Orthodocia again retired. It was a little trying for me, but when he continued, "She answered, 'From Montreal to Canada the distance is three thousand mires,'" I was glad she had gone. I am afraid I choked a little at this point, for just here he decided to wrestle with the pencil himself. When he handed the paper back again I read: "While we are passing the distance between Mount Rocky I had a great danger, for the snow over the mountain is falling down, and the railroad shall be cut off. Therefore, by the snowshade, which is made by the tree, its falling was defend. Speaking finish. The ladies is to took their caravansery attending among a few days. Ladies has the liability of many news."

"That last item," said Orthodocia, who had come in with the excuse of some tea, "is frightfully correct."

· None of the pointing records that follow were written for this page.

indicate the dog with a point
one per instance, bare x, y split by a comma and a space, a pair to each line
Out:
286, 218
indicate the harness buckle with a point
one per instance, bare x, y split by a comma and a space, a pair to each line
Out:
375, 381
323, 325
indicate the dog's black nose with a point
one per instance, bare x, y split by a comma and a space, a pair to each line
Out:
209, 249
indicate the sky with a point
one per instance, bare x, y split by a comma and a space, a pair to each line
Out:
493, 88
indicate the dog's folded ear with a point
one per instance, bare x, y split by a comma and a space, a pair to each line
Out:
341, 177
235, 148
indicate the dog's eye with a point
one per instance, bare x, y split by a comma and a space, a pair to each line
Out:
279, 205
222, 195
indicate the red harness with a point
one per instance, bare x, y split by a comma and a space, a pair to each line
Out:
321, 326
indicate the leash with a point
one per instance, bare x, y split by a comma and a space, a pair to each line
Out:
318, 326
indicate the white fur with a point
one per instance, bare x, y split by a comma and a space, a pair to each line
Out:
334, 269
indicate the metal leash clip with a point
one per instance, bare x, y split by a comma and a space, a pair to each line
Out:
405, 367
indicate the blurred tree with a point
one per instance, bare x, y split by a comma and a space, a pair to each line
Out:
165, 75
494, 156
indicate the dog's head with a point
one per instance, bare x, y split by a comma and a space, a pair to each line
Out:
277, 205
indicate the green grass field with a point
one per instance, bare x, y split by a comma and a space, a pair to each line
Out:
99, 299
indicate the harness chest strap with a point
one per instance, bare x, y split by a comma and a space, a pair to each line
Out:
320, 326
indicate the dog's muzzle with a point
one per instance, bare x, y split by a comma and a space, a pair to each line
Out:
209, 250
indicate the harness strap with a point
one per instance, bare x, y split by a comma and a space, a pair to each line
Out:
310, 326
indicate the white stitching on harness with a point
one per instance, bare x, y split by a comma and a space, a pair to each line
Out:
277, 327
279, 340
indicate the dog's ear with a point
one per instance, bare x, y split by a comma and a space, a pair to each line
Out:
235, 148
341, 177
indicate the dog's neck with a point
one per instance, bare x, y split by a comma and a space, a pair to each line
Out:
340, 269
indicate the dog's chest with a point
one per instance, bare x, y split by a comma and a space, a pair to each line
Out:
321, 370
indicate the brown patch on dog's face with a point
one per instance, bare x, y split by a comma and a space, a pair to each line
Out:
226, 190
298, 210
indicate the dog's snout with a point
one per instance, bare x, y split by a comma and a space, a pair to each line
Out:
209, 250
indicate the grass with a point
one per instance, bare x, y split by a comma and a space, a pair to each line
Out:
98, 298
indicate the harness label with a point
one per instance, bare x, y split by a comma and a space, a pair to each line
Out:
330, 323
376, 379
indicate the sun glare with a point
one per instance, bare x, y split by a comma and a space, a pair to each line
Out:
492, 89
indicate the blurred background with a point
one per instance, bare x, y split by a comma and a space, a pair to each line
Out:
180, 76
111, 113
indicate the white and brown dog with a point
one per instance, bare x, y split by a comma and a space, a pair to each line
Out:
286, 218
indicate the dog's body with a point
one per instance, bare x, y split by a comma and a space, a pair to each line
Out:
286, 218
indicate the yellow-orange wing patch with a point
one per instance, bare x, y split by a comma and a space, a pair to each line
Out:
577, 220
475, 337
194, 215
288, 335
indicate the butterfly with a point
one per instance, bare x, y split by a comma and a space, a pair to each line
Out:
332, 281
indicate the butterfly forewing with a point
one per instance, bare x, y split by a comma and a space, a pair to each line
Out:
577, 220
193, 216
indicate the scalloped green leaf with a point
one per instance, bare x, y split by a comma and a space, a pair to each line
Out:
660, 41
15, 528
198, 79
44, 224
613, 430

Having despatched the business of the hour and a half, the reporter began to enjoy himself, while Orthodocia and I tried to seat ourselves where we couldn't see each other's faces in the mirror over the mantelpiece. He drank his tea with his head on a level with the table, and if suction can express approval it was expressed. He said that there were fourteen editorial writers on his shimbun, and that its circulation was one million. Which shows that for the soul of a newspaper man Shintoism has no obvious advantages. He dwelt upon the weather for quarters of an hour at a time. The Japanese are such a leisurely people. He took more tea, by this time stone cold. He said he would bring a Japanese "gentleman and rady" to see us, and in response to our inquiry as to whether the lady was the wife or the sister of the gentleman, he said, with gravity, "I do not know the rady's wife." He asked us for our photographs, and when Orthodocia retired at this for the fifth time he thought she had gone to get them, and stayed until I was compelled to go and pray her to return. It was the ringing of the two o'clock lunch bell that suggested to him that the day was waning, and that perhaps he had better wane too.